Cette collaboration du peuple et du pouvoir pour l'édiction de la loi, soit sous forme de coutumes, soit sous forme d'ordonnances, est de règle dans -notre histoire, et c'est toujours le peuple ou ses représentants qui jouent le rôle le plus important. La royauté, il est vrai, fit de grands efforts pour s'emparer du pouvoir absolu en matière législative. Dans les ordonnances, il n'est question que de pleine et entière puissance, de science certaine, d'entière autorité. Il se fonda, de bonne heure, une école qui se donna pour tanche de développer les principes et de réaliser les ambitions contenues dans ces formules. Ce sont les légistes. A la fois hommes de science et hommes de pratique, ils empruntèrent au droit romain le type de hiérarchie et de discipline qui avait produit. dans la famille, la puissance paternelle et, dans la société, le despotisme impérial.

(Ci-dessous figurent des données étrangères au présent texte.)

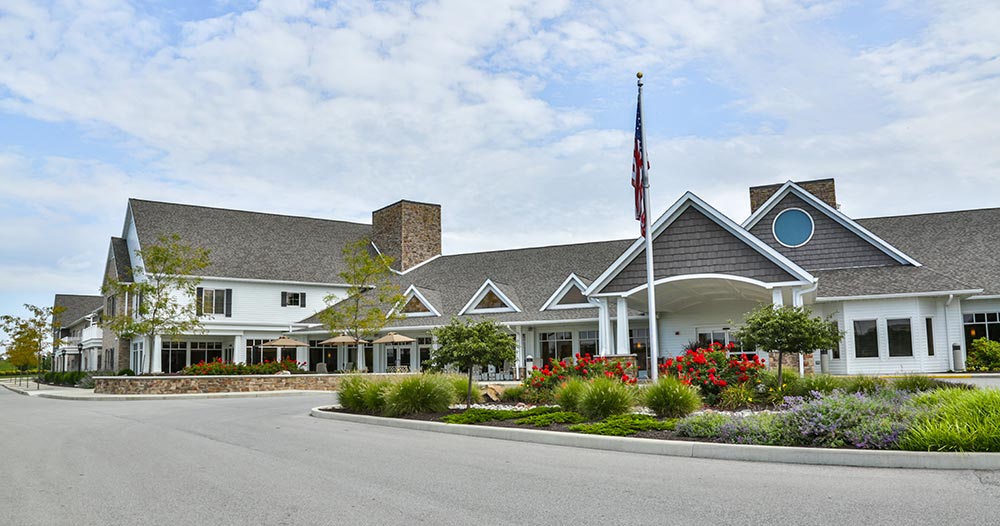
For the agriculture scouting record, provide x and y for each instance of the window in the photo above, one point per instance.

Venus du midi, élèves des universités italiennes, ils gagnèrent le nord par des étapes successives qui sont Montpellier, Toulouse, Poitiers et Bourges. Ils apprirent aux feudistes français les doctrines méridionales et c'est à leur exemple que les jurisconsultes d'Orléans, restés Fidèles à la langue populaire, traduisirent l'axiome latin: quod principi placuit ita lex esto, par le dicton français : Si veut le roi, si veut la loi[79].

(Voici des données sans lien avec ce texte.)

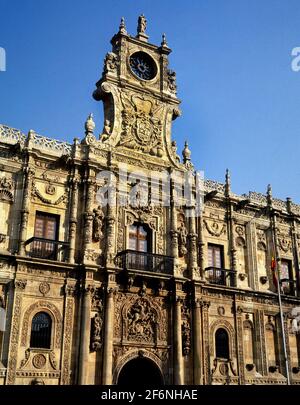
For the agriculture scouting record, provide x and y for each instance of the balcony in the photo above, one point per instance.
(141, 261)
(218, 276)
(47, 249)
(288, 287)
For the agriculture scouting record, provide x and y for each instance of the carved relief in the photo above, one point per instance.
(44, 288)
(171, 81)
(284, 242)
(141, 124)
(36, 195)
(97, 321)
(50, 189)
(6, 189)
(240, 230)
(261, 236)
(141, 321)
(96, 332)
(14, 340)
(182, 236)
(186, 328)
(110, 62)
(214, 228)
(67, 343)
(39, 361)
(98, 224)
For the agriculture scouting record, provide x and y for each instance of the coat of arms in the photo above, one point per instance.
(141, 125)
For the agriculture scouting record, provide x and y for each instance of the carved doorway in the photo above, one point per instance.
(140, 371)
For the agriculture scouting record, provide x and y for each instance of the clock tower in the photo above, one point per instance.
(138, 91)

Ils entourèrent la royauté, et c'est par leurs conseils que celle-ci s'engagea dans la politique des ordonnances, persuadée que puisqu'elle avait le pouvoir d'édicter la loi, elle avait aussi l'autorité nécessaire pour la faire appliquer. Mais les jurisconsultes royaux se trompaient. Le roi trouvait, sans presque s'en apercevoir, une résistance invincible dans J'inertie des peuples. Les ordonnances n'étaient pas discutées ; mais elles étaient le plus souvent éludées[80]. Dans les lois, il se faisait une sorte de départ entre ce qui choquait les sujets du royaume et cc qui était à leur convenance. Les nouveautés, parfois les plus raisonnables, passaient rapidement à l'état de lettre morte. Même ceux des actes législatifs qui avaient été rendus après une assemblée d'États et sur les cahiers des trois ordres, même ces actes solennels ne faisaient qu'effleurer, si je puis dire, le bloc des usages et des coutumes antérieures et il était passé en proverbe de dire de ces ordonnances : après trois jours, non valables.

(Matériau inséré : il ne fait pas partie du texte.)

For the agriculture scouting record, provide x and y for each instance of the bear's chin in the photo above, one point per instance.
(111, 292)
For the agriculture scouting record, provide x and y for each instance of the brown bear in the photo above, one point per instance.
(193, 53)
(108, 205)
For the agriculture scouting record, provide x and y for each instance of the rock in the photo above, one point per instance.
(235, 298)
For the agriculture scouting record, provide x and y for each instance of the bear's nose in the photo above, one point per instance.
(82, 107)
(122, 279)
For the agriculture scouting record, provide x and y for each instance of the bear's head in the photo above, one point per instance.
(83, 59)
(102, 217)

Ce dédain, en quelque sorte instinctif, des peuples pour la nouvelle loi écrite, explique le nombre infini d'actes législatifs, soit confirmatifs, soit contradictoires, qui encombrent le répertoire de l'ancienne jurisprudence française et qui forme cet abîme judiciaire dont parlait Richelieu. Il est pavé des bonnes intentions de la royauté. Les légistes, affairés et toujours à l'œuvre, brassaient sans cesse de nouvelles lois qu'ils croyaient bien supérieures à celles que leurs ainés avaient confectionnées avec un zèle non moindre. Mais ces produits hâtifs d'une sagesse à courte vue et d'une logique à courte portée, se heurtaient à l'indifférence générale et allaient bientôt emplir le charnier des lois mort-nées.

Le roi, maitre en théorie, voyait, dans la pratique, son autorité de réglementation se borner aux actes nécessités par les besoins de la politique journalière et le mot de Beaumanoir restait toujours vrai : On doit savoir que si le roi fet aucun établissement novel, qu'il ne griève pas as coses qui sont fetes du tans passé. Le droit royal reste donc, de toutes parts, borné par la coutume.

C'est qu'en effet, la royauté, en matière législative comme en matière politique, était liée par des engagements solennels. La plupart des provinces, au moment on elles avaient consenti à faire partie du royaume, avaient réclamé et imposé, comme première condition de leur adhésion, le respect de leurs lois particulières, de leurs privilèges, libertés et coutumes. Le roi avait donné sa foi ; il n'était plus libre. N'aurait-il pas eu à lutter contre les mœurs qu'il n'eût pu, sans déloyauté, rompre le pacte qu'on prenait soin, d'ailleurs, de faire renouveler à chaque changement de règne.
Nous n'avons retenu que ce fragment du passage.